Members of the Ullich family gather at their ancestral residence in Vienna to reorganize the family business. During a single, increasingly uncanny night, deceased ancestors start to reappear and long-buried secrets surface. Philip Ullich (Laurence Rupp), the heir apparent, falls in love with Renate (Amira Casar) — later revealed to be an ancestor — collapsing boundaries between past and present and forcing a reckoning with guilt, inheritance and desire.
Production





Widrich began writing in 2007 under the working title Die Revolution. Development and financing were taken on by Amour Fou in 2008; dramaturgical input came from Jean-Claude Carrière and Luise Gough (2009–2012).
Principal photography took place 15 January–28 May 2015 in Vienna, at Studio Filmland Kehlen (Luxembourg), and at locations in Italy. Christian Berger served as cinematographer; Pia Dumont edited; production design was by Christina Schaffer; costumes by Alette Kraan; the score was composed by Siegfried Friedrich. Widrich devised a hybrid visual approach combining built sets with digitally projected backdrops (a contemporary form of rear-projection) to create shifting spatial illusions. Post-production (sound mix and color) lasted about one year. Delivery was completed on 25 May 2016; international sales and distribution were handled by Picture Tree International.
Release
The film's world premiere was on 10 October 2016 at the Busan International Film Festival in South Korea, where it received the **Flash Forward Audience Award**.[1] Subsequent festival screenings included the Warsaw Film Festival and the Chicago International Film Festival, among many others.
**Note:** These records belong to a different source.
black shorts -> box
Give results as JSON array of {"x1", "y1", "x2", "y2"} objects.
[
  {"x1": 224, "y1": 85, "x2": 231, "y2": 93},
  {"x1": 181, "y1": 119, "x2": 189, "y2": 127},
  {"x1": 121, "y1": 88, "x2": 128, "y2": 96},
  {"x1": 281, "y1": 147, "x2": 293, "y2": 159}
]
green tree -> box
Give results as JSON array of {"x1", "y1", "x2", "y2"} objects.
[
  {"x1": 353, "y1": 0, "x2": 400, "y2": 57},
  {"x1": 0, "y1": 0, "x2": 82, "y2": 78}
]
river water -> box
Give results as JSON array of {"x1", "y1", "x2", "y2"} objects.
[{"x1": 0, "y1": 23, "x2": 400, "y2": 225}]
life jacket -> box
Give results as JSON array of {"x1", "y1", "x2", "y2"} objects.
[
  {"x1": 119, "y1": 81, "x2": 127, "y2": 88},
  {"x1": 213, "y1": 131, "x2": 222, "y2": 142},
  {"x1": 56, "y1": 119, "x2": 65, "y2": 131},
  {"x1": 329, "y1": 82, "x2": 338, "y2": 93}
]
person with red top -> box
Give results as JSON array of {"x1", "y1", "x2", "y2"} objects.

The Austrian premiere took place on 15 November 2016 at the Gartenbaukino in Vienna, followed by theatrical release on 18 November 2016. On 23 January 2017 the film opened the 38th Filmfestival Max Ophüls Preis in Saarbrücken. The TV premiere aired on ORF 2 on 28 November 2018.
Awards
- 2016: Flash Forward Audience Award – Busan International Film Festival (South Korea).[1]
- 2017: Nominations at the Austrian Film Award – Best Screenplay (Virgil Widrich), Best Costume Design (Alette Kraan).
- 2018: Nominations at the Lëtzebuerger Filmpräis – Best Co-production, Best Editing (Pia Dumont), Best Production Design (Christina Schaffer).
Reception
English-language coverage highlighted the film's visual concept and time-collapsing family narrative.
- “A living depiction of a family history … moving fluidly between present and past.” — *Austrian Films*.[2]
- Cineuropa described it as “a darkly humorous, visually seductive reflection on Europe’s buried memory.”[1]
Additional profiles appear on Golden Girls Filmproduktion,[3] Letterboxd,[4] and Amour Fou Film’s archive.[5]